LONDON: Britain’s terrorism watchdog has warned that the country’s jails were promoting a culture of “violent ideological hostility” that could lead to more attacks.
In November 2019, Usman Khan, 28, killed two people — Jack Merritt and Saskia Jones — while attending a prisoner rehabilitation conference in central London, just 11 months after his own early release from jail.
Khan had spent eight years behind bars for terrorist activities, including plotting to blow up the London Stock Exchange and planning to set up a terrorist training camp on family-owned land in Pakistan.
He stabbed Jones, 23, and Merritt, 25, to death before being shot dead by police, who killed him when they saw the mock suicide vest he was wearing — a killing that was ruled lawful by a jury on Thursday.
Jonathan Hall QC, an independent reviewer of terrorist legislation, is preparing a report on terrorism and extremism in the UK’s prisons.
He said that Islamist extremism behind bars was making prisoners see violence as acceptable when they were released.
Khan’s case, Hall noted, highlighted “a culture of accepting and promoting violent ideological hostility within certain prison wings.”
He added: “One point of detail from the inquests really stands out for me: This is the fact that Khan was seeking to impress a higher status terrorist offender and impress himself as a Muslim enforcer on weaker prisoners.”
The inquests were told that, during his eight years in a series of high-security facilities, Khan had been an emir of Muslim inmates, radicalized prisoners, and was linked to violent attacks.
He was also behind forced conversions and wanted to impose his interpretation of Shariah law in prison.

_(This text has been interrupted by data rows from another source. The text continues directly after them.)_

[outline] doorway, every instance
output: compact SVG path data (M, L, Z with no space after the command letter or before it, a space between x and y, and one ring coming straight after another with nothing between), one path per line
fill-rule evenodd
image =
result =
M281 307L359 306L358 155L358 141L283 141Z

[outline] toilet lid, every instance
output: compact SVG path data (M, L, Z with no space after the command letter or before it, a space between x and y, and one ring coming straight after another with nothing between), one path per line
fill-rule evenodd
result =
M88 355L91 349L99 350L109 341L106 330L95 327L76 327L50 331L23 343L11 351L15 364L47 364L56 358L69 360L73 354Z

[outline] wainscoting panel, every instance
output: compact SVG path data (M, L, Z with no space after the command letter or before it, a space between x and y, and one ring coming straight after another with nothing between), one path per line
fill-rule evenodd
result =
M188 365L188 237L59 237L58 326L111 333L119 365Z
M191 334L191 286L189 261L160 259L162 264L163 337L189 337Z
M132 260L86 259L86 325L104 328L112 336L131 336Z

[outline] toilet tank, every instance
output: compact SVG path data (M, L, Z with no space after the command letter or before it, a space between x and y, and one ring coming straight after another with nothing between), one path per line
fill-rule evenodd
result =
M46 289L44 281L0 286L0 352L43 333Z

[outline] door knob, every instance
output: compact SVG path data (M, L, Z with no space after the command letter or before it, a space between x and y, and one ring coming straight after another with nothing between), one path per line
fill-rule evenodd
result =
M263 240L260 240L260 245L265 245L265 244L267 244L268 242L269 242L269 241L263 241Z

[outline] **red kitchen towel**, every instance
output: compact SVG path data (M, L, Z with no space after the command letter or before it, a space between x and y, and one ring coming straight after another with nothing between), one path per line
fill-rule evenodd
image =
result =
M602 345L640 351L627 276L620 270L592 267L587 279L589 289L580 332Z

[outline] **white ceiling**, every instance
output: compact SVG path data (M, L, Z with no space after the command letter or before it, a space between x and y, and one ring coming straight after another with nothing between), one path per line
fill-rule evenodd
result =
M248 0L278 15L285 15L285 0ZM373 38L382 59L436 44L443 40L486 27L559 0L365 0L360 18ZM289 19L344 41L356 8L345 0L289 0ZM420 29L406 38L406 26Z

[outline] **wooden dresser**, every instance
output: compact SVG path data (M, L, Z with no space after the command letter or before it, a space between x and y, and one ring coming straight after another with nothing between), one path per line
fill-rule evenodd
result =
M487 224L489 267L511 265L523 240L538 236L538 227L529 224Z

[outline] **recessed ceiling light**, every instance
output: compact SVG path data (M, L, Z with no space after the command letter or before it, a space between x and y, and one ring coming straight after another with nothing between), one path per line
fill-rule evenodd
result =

“Khan’s violence toward staff and prisoners is an attempt to extend and consolidate the power of this culture,” Hall said.
The extremist culture increased the risk “that prisoners will decide that terrorist violence is legitimate either in the prison or on release. Khan’s behavior is in no way unique,” he added.
A number of other former prisoners have gone on to commit terror attacks in the UK.
Sudesh Amman, 20, killed two people last year after being freed on license, meaning he was still subject to some restrictions.
Khairi Saadallah, 26, a former Libyan soldier, murdered three men in Reading last year, after being imprisoned for non-terrorism-related offences. While in jail, he befriended an associate of renowned terrorist recruiter and idealogue Anjem Choudary.
The spate of attacks prompted heightened scrutiny of the way the UK managed its terrorist offenders while inside jails and in the months and years following their release.
Only five of nearly 200 people incarcerated for terrorism-related crimes in England and Wales are held in isolation units.
These “jails within a jail” were created to hold the most dangerous prisoners and stop them radicalizing vulnerable inmates.
The Ministry of Justice has insisted that separation units become counterproductive. Eilish O’Gara, a former counterterrorism analyst at Whitemoor and Long Lartin jails, where Khan had been a high-risk inmate, said three separation centers set up in high-security prisons had been largely “unused.”
Neil Basu, head of Britain’s counterterrorism police, said: “Many things have changed since (Usman Khan’s) attack.
“The government has made changes to the law, the Ministry of Justice has strengthened prison and probation services, and a far stronger offender management model is being implemented across the country.”